Students at the University of North Carolina-Chapel Hill want the school's trustees to rename Saunders Hall, a building on campus currently titled in honor of a former Ku Klux Klan leader.

UNC-Chapel Hill, considered the nation's oldest public university, named the building for William L. Saunders in 1922, and is one among several named buildings that students say are association with controversial figures.

Saunders was a UNC alum and a colonel in the Confederate Army during the Civil War.

But as the university readily admits on its website, Saunders "became known as the chief organizer of the Ku Klux Klan in North Carolina and Chapel Hill," and led a "terror campaign" intended to upend Reconstruction in the 1860's, according to the Daily Tar Heel.

A few years later, in 1874, Saunders became a UNC trustee.

Some students think there should at least be a plaque on buildings like Saunders, Aycock Residence and Hamilton halls, and the Silent Sam memorial that acknowledges the sordid portions of the lives some of the people the infrastructures are named for.

"I want people to know about how their English building was funded by a person who terrorized black people because he just didn’t like them," Mariah Monsanto, a UNC senior, told the Daily Tar Heel.

Students are gathering signatures on a petition to change the name of the building and will present it to the Board of Trustees at their meeting in May. They held a rally on campus last week as well, also demanding a plaque be placed on the building to "remind us of UNC's white supremacist history."

In a statement from Dr. Lowry Caudill, chair of the University’s Board of Trustees, provided to The Huffington Post, the school said it remains open to discussing changes with the students.

"We encourage them to share their research and thoughts with us," Caudill said. "I know Vice-Chair Alston Gardner has had conversations with students on this topic and we look forward to hearing from them. It's important to note that the University has a policy on renaming campus facilities, which would be our guideline in any such conversation."

If the benefactor's or honoree's reputation changes substantially so that the continued use of that name may compromise the public trust, dishonor the University's standards, or otherwise be contrary to the best interests of the University, the naming may be revoked. However, caution must be taken when, with the passage of time, the standards and achievements deemed to justify a naming action may change and observers of a later age may deem those who conferred a naming honor at an earlier age to have erred.
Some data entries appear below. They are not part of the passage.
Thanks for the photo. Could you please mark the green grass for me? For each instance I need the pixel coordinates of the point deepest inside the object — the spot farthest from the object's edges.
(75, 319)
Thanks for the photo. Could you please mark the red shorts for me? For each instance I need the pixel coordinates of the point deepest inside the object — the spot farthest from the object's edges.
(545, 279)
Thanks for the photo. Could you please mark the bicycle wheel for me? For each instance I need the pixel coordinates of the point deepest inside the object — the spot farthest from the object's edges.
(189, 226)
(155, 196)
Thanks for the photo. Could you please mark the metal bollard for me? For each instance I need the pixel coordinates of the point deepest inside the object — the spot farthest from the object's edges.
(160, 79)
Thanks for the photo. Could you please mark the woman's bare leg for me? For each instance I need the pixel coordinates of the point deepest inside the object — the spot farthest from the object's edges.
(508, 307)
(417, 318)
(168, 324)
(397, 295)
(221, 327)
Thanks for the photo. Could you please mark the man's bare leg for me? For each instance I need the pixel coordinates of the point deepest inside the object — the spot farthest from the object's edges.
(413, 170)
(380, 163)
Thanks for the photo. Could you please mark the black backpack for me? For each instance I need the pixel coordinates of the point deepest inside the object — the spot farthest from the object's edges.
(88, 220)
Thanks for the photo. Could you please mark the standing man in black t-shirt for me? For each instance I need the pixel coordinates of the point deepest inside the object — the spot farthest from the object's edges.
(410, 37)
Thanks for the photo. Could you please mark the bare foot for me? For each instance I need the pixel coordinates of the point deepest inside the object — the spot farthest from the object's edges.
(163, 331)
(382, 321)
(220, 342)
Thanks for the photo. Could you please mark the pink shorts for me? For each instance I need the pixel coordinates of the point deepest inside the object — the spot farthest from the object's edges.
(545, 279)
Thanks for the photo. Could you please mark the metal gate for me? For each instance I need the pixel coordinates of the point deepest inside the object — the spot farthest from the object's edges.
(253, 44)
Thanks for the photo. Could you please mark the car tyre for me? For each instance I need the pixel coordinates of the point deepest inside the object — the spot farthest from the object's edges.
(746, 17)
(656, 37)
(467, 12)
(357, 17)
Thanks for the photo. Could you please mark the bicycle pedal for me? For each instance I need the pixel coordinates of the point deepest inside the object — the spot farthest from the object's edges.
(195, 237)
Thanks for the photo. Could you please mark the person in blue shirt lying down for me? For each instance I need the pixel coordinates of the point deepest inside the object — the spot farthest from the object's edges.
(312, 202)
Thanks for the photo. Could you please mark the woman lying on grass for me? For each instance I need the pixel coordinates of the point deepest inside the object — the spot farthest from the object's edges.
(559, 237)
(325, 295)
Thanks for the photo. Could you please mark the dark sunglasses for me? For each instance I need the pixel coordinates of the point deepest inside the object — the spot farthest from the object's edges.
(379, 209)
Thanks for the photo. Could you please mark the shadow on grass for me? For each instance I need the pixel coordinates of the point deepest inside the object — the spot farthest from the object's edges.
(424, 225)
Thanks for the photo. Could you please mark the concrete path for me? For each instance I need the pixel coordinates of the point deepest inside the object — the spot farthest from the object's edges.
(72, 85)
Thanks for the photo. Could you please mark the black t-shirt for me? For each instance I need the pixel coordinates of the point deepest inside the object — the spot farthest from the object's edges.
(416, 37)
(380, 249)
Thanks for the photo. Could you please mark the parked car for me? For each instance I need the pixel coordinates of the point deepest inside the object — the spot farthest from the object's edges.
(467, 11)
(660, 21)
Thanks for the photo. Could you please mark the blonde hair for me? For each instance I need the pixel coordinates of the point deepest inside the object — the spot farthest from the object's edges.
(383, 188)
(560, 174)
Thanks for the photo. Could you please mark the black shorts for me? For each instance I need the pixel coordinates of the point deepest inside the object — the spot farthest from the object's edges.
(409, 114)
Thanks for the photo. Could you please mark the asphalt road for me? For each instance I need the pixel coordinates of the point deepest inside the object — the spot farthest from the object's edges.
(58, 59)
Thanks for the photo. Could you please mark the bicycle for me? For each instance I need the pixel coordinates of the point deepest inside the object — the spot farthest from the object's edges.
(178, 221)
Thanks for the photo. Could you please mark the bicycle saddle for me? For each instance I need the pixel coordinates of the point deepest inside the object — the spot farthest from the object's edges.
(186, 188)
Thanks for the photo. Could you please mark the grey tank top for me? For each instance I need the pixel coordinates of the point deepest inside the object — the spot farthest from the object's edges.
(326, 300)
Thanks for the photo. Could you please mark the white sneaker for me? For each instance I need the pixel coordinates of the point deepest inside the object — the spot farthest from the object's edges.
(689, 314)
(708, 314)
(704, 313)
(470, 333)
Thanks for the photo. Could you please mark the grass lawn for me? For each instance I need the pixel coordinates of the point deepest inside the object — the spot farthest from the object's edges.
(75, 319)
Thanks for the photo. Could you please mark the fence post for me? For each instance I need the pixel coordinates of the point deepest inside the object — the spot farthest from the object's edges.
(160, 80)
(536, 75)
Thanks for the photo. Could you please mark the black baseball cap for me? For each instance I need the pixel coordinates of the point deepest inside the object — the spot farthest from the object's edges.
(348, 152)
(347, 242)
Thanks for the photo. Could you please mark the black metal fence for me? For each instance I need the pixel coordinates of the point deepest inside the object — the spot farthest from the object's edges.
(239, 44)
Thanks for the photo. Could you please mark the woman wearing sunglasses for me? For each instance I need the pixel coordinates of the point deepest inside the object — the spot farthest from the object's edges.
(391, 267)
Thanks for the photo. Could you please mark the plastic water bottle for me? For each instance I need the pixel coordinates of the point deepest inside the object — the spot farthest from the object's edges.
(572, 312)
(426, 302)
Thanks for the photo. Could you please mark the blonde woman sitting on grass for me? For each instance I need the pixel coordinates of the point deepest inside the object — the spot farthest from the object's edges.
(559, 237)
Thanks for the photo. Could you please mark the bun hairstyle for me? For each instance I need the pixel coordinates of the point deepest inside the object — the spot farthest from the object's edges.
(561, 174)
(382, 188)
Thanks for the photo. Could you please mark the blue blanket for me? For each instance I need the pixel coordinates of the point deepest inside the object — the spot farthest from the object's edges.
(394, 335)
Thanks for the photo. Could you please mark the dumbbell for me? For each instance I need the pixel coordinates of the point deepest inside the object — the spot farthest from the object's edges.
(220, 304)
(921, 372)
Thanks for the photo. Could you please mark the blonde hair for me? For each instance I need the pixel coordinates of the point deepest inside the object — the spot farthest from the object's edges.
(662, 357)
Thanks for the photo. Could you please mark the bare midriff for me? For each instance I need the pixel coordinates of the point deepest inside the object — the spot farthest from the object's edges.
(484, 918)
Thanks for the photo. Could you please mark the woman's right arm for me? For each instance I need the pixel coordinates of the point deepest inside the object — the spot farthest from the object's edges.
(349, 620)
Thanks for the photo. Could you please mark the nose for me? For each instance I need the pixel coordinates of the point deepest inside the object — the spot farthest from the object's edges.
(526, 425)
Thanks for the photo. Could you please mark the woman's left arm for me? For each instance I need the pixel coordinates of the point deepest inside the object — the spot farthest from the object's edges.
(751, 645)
Namings should not be altered simply because later observers would have made different judgments.

Students don't appear to think there's room for much caution in this case, declaring in a Facebook post for their rally the honor for Saunders is an "ongoing presence of white supremacy embedded in our campus geography."

Clarification: Language has been added to clarify the context in which Monsanto's quote was originally offered, and to reflect that she was not specifically referencing Saunders Hall."